Пока общеевропейский майдан проваливается, но ещё сохраняется возможность раскрутки его французской части. Требования отставки Макрона и frexita постепенно становятся главными, проблемы из-за которых формально начался протест, никого уже особенно не интересуют. Относительная малочисленность протестующих – ничего не значит. Ни один майдан не был многочисленным. Заявления «нас миллионы» – чистая пропаганда, а телевизионная камера, снимающая в нужном ракурсе, легко делает из нескольких сотен маргиналов, толпу «возмущённых граждан» в десятки, а то и сони тысяч человек. Сейчас французским путчистами и их группе внешней поддержки не так нужны массовые выступления (массовка уже достаточна), как их непрерывность и постоянные уступки со стороны власти. Уступая, Макрон будет терять поддержку лоялистов, но не склонит путчистов к умеренности. В свою очередь, государственный и силовой аппараты, наблюдая постоянные уступки начнут постепенно искать контакты с мятежниками, а затем и переходить на их сторону. Так что для Франции сейчас, как для Украины в 2014 году, вопрос заключается в том, решится ли власть жёстко навести порядок. Если нет, то французский кирпич окажется выбит из ЕС ещё до весны и у Меркель возникнут труднопреодолимые проблемы, которые могут вынудить её к досрочной отставке.

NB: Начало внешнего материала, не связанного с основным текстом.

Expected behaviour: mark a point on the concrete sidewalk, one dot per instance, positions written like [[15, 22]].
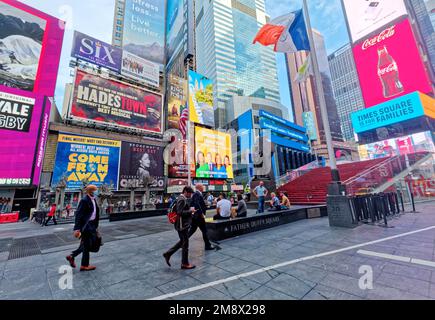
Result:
[[303, 260]]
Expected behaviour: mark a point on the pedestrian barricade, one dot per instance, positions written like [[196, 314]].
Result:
[[375, 208]]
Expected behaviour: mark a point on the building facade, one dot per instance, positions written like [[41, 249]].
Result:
[[424, 13], [225, 53], [305, 101], [347, 91], [268, 146], [236, 106]]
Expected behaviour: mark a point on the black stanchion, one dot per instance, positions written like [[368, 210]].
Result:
[[401, 201]]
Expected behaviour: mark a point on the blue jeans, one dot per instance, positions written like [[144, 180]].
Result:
[[261, 204]]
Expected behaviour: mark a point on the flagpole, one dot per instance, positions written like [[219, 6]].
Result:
[[322, 101]]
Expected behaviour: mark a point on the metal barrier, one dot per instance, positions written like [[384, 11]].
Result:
[[375, 208]]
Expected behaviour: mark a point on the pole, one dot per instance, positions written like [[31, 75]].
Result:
[[322, 101], [189, 173]]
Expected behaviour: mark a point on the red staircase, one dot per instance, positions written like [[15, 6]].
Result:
[[312, 187]]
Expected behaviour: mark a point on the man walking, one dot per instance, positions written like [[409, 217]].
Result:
[[198, 220], [261, 193], [51, 215], [184, 221], [86, 224]]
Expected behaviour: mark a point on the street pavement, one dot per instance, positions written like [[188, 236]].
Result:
[[304, 260]]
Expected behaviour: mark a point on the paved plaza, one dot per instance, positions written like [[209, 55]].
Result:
[[304, 260]]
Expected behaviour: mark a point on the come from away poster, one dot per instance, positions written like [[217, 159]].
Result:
[[89, 159]]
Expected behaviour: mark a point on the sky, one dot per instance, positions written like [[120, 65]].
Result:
[[95, 18]]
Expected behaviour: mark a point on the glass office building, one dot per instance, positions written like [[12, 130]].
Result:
[[225, 30]]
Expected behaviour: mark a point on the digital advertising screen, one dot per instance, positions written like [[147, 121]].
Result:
[[201, 101], [103, 100], [97, 52], [213, 154], [24, 121], [80, 158], [389, 65], [400, 146], [176, 29], [31, 43], [139, 161], [178, 113], [144, 29], [367, 16], [30, 48]]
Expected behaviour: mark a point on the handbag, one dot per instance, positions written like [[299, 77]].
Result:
[[95, 240]]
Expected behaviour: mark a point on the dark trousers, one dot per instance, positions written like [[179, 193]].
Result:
[[184, 245], [49, 218], [83, 249], [199, 222], [261, 201]]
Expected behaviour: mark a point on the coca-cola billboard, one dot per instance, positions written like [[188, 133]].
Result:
[[366, 16], [389, 64]]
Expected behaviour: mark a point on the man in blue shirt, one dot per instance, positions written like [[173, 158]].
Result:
[[261, 193]]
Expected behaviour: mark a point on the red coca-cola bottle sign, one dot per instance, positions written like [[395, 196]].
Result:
[[387, 33], [388, 73]]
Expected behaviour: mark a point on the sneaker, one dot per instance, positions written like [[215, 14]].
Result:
[[88, 268], [167, 257], [71, 261]]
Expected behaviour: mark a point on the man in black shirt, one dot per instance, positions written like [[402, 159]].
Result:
[[198, 220]]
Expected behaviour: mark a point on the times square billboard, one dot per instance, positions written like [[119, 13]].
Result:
[[31, 43], [110, 102], [389, 64], [366, 16], [144, 29]]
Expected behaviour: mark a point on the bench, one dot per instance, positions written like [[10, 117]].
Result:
[[224, 229]]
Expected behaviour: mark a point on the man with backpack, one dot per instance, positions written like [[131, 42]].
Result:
[[182, 224], [198, 220]]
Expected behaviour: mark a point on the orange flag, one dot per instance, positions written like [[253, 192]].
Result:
[[269, 34]]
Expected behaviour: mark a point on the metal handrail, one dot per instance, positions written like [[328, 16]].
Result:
[[387, 159]]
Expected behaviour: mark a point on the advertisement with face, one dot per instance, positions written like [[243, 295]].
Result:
[[138, 162], [30, 46], [213, 156], [79, 159], [366, 16], [201, 102], [96, 52], [106, 101], [24, 121], [178, 159], [389, 65], [178, 114], [144, 29]]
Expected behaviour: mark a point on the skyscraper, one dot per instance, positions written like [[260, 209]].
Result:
[[346, 88], [305, 99], [225, 53]]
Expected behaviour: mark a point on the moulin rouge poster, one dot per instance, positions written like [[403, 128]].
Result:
[[102, 100]]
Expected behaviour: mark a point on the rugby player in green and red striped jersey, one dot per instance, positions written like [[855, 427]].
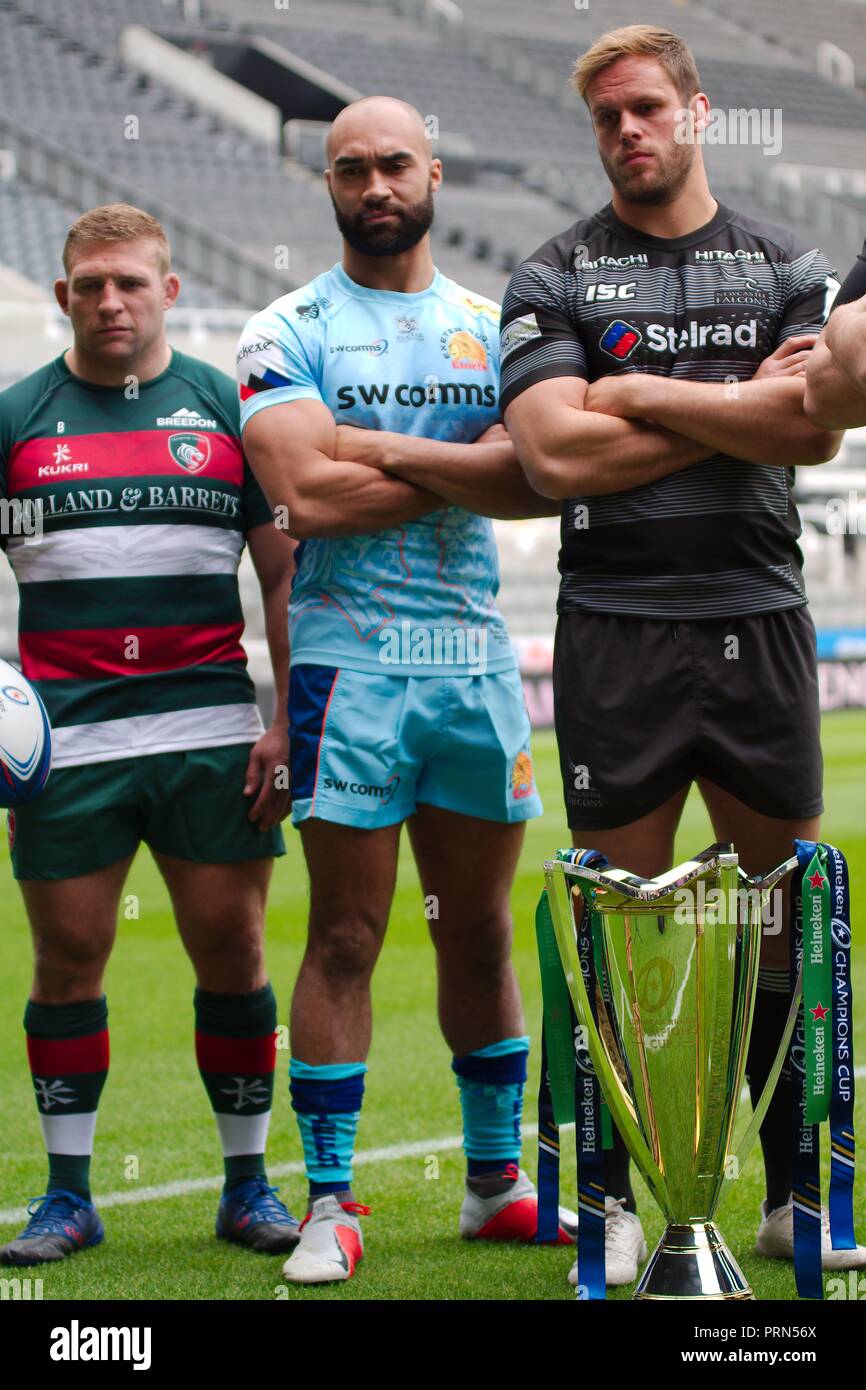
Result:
[[129, 627]]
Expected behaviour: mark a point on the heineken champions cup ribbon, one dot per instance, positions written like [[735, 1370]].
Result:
[[649, 991]]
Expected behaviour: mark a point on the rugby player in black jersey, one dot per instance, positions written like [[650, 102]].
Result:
[[652, 380], [836, 378]]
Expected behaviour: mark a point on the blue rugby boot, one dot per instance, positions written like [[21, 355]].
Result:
[[60, 1223], [253, 1216]]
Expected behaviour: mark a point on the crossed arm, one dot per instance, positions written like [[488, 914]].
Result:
[[338, 480], [836, 375], [620, 432]]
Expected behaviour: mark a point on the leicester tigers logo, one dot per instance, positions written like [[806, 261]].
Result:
[[189, 451]]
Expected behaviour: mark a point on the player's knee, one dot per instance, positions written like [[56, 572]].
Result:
[[345, 950], [234, 958], [70, 962]]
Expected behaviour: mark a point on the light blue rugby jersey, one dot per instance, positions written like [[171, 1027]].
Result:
[[420, 595]]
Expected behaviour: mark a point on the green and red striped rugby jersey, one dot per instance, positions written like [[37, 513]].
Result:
[[136, 502]]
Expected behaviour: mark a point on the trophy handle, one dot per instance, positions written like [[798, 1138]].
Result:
[[616, 1096], [744, 1148]]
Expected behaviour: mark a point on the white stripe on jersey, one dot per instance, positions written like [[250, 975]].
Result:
[[114, 552], [177, 730]]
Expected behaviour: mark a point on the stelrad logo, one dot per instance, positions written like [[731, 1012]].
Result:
[[620, 338]]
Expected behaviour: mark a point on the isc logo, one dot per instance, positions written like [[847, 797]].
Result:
[[603, 291]]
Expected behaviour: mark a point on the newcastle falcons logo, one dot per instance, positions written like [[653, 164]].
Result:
[[189, 451]]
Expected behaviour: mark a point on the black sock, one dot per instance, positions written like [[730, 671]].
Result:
[[770, 1012], [617, 1182]]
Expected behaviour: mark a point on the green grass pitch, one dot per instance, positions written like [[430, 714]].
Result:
[[154, 1121]]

На нового канцлера обязательно будет оказано давление, с целью закрытия проекта «Северный поток – 2». И оно может оказаться успешным. Новый глава государства всегда чувствует себя не очень уверенно и склонен поддаваться давлению. Если же проект удастся сломать, то Германия понесёт столь существенные финансово-экономические потери, что власть немедленно провиснет, утратив поддержку значительной части собственного бизнеса, а ресурсы на контроль над ЕС и поддержание его единства будут исчерпаны в считанные месяцы. После этого деструкция ЕС станет неизбежной, и США получат некоторое пространство для политического манёвра. Это не позволит им вернуть гегемонию, но даст возможность продлить агонию остатков распадающейся американской глобальной империи.

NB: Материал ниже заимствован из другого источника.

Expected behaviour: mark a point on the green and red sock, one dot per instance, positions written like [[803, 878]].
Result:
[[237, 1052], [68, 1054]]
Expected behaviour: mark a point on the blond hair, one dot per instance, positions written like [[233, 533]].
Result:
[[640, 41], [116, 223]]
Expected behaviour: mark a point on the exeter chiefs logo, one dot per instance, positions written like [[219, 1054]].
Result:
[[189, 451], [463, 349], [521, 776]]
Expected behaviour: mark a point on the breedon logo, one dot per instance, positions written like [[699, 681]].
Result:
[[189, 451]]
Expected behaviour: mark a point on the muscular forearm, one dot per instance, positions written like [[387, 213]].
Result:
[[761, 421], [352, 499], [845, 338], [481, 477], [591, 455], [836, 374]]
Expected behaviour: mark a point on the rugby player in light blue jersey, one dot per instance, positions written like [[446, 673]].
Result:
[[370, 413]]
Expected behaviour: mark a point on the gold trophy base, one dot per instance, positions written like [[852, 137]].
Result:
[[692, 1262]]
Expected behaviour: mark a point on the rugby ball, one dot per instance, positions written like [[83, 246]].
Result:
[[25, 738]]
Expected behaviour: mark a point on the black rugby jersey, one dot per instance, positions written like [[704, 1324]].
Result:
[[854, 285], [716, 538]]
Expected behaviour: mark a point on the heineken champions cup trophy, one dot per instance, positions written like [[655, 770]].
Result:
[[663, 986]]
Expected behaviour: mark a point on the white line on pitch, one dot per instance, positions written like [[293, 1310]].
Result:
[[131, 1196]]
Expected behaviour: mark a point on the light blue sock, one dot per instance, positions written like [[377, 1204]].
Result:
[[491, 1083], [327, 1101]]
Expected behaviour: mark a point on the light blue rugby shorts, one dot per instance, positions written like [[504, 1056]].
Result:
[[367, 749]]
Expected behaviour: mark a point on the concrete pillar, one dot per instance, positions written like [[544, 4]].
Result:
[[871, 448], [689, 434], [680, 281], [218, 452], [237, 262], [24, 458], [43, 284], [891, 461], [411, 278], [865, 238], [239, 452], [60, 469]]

Поэтому для России является принципиально важным поддержать Париж и Берлин в их борьбе с путчистами. Конечно, Москва никак не может воздействовать на Макрона, принимать решение он будет сам. Он уже колеблется и пока проявляет склонность к уступкам путчистам, что не внушает оптимизм. Поэтому необходимо уже сейчас думать о том, как удержать Шестой рейх от стремительного распада, в случае победы французских путчистов. Кого и как поддержать, в случае, если во Франции будут досрочные президентские и парламентские выборы, как оказать поддержку Меркель, Как не выпустить кризис за французские границы и не позволить ему стать общеевропейским.
Россия выживет и в случае распада Европы на враждующие королевства, но проще и выгоднее ей работать с общеевропейской империей, с Шестым рейхом.